Vais vous faire un petit topos sur ce dont je me souviens ( je souligne les mots clefs pour ramasser le max de points au concours d'entrée en IFSI

).
Depuis plus de 20 ans, les législateurs tentent d'accroître le nombre de donneurs potentiels avec plus ou moins de succès. Le dernier projet en date est l'inscription sur la carte vitale de la volonté ou non du défunt de donner ses organes
(programme sesame 2 proposé, il me semble par Mattei, et refusé au Sénat).
Est en cours actuellement
le consentement présumé : Toute personne n'ayant pas, de son vivant, exprimé le désir de ne pas donner ses organes est un donneur potentiel.. On dit souvent que c'est la loi Kouchner de 1998 mais en fait le concept date de la loi Caillavet du 22 décembre 1976.
A partir de cette loi on peut se demander: pourquoi
des cartes de dons d'organes, pourquoi un
registre de refus et surtout pourquoi n'y a t'il que 1500 prélèvements d'organes par an.
En effet la loi en cours ne s'arrête pas là. Elle ne s'applique que si " la personne n'a pas fait connaître, de son vivant, son refus"

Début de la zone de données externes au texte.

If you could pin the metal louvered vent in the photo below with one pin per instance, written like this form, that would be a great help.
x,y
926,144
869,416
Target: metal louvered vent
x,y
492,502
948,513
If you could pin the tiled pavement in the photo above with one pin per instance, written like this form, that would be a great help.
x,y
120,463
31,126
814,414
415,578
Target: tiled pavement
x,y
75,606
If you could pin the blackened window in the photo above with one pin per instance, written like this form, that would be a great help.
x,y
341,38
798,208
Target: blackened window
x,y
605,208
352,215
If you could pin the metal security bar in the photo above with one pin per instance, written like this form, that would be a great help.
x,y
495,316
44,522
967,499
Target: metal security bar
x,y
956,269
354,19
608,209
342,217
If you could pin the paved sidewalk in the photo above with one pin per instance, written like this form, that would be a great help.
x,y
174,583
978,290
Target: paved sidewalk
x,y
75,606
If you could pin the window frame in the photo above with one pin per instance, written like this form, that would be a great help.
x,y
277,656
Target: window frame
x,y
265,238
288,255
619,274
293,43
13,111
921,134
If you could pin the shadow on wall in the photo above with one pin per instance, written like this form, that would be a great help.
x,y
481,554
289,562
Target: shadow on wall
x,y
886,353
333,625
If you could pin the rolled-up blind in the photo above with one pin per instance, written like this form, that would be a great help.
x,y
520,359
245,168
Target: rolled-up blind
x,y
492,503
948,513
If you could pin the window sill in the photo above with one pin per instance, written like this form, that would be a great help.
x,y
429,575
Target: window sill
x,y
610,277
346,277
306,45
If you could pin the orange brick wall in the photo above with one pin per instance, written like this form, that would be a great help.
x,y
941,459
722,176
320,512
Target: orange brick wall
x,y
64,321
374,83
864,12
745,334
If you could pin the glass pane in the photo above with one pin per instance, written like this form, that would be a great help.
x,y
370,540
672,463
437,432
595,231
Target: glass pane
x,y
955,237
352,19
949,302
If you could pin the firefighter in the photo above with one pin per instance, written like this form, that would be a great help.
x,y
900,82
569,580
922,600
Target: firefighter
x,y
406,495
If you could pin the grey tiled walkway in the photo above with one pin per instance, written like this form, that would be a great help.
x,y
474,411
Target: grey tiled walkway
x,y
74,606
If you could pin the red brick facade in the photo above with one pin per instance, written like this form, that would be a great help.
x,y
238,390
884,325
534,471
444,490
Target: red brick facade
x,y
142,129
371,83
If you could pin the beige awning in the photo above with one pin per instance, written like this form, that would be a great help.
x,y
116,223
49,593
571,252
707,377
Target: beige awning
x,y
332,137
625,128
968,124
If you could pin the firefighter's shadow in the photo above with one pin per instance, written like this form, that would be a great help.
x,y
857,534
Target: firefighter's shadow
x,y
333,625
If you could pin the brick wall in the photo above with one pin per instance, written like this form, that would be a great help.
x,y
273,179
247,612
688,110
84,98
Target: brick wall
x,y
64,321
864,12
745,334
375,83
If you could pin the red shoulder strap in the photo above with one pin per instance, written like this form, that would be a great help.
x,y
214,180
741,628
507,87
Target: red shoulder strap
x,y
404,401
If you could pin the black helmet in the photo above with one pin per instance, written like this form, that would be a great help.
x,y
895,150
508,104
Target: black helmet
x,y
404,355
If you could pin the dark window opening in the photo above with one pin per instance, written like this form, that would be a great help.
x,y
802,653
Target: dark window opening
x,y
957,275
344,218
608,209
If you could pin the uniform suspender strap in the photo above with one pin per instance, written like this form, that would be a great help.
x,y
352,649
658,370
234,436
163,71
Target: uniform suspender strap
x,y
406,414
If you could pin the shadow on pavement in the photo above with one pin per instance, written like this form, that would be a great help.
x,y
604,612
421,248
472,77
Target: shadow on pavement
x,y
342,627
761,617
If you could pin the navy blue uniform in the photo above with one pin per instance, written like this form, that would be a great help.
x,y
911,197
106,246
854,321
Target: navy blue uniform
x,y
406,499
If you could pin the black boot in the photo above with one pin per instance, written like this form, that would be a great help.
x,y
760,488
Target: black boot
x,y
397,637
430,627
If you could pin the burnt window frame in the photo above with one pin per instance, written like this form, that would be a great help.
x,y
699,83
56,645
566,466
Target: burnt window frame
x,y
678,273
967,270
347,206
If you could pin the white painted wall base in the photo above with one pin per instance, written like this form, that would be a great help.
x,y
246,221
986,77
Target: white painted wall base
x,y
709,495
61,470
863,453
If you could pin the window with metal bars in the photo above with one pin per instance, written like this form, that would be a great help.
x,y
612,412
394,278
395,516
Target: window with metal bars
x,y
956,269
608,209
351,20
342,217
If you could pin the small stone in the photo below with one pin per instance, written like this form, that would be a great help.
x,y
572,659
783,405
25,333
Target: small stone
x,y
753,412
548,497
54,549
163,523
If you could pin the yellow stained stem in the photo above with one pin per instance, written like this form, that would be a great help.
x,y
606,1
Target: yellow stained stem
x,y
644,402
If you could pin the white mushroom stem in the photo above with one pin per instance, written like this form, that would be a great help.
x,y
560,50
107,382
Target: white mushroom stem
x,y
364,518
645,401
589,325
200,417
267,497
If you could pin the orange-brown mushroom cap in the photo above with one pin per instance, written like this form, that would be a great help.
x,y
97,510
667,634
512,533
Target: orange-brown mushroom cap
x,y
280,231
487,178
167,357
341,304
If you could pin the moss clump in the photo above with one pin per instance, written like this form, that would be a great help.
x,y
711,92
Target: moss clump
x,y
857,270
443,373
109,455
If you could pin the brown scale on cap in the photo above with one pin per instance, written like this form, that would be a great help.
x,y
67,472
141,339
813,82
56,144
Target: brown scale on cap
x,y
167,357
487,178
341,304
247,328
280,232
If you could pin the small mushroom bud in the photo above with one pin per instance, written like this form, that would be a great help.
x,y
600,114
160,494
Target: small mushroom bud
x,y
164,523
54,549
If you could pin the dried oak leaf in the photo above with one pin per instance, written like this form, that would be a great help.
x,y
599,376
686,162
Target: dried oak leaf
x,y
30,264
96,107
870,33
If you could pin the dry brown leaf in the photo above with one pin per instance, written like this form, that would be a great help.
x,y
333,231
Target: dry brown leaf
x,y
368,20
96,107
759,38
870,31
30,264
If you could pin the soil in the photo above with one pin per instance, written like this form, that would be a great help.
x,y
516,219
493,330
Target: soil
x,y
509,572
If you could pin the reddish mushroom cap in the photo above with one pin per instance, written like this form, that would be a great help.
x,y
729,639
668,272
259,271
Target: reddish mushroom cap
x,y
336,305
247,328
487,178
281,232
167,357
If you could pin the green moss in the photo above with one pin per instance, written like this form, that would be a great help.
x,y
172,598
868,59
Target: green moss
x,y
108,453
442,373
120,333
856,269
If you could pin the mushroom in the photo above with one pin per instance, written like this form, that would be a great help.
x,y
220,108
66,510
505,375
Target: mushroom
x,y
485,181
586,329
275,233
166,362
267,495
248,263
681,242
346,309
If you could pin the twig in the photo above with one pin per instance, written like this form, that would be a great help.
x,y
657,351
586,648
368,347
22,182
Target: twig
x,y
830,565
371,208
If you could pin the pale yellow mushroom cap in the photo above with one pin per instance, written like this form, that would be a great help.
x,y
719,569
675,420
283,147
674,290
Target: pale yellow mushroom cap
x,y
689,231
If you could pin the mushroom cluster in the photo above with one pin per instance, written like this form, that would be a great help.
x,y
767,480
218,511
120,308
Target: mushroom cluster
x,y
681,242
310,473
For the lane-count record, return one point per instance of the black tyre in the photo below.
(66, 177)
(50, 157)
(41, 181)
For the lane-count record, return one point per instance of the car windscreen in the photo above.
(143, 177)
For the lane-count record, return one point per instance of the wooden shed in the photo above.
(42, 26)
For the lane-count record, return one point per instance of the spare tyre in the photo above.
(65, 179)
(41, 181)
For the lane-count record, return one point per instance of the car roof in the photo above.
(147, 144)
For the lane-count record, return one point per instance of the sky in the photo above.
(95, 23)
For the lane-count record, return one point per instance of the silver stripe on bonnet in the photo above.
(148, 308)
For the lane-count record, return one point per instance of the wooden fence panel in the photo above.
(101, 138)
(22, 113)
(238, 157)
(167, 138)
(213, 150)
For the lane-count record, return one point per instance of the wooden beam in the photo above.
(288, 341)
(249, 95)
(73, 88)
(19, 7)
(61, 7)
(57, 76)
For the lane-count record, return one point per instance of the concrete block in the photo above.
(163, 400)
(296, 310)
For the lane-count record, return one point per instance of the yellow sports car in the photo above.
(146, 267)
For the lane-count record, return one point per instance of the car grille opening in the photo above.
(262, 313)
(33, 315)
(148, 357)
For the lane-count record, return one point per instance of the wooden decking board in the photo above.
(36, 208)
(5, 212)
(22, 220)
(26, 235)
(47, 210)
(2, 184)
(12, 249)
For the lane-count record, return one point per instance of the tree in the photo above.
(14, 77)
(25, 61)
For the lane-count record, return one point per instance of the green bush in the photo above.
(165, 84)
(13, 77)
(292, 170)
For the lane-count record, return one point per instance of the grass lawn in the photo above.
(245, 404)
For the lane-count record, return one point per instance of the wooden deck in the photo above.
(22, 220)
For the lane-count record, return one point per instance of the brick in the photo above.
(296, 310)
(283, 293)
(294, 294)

De plus Le code de la santé publique énonce : «Si le médecin n'a pas directement connaissance de la volonté du défunt, il doit
s'efforcer de recueillir auprès des proches l'opposition au don d'organes éventuellement exprimée de son vivant par le défunt, par tout moyen ».
Le médecin doit donc consulter
le registre des refus ( environ 50 000 personnes inscrites) et
doit s'efforcer de recueillir le témoignage des proches.Posséder une carte de donneur n'implique pas forcément que vous n'ayez pas changer d'avis entre temps, de plus il n'est pas évident de la porter toujours sur soi. Même si la découverte de cette carte peut largement influencer les "proches" elle n'a pas de caractère légal, seule l'inscription au registre des refus est légiférée.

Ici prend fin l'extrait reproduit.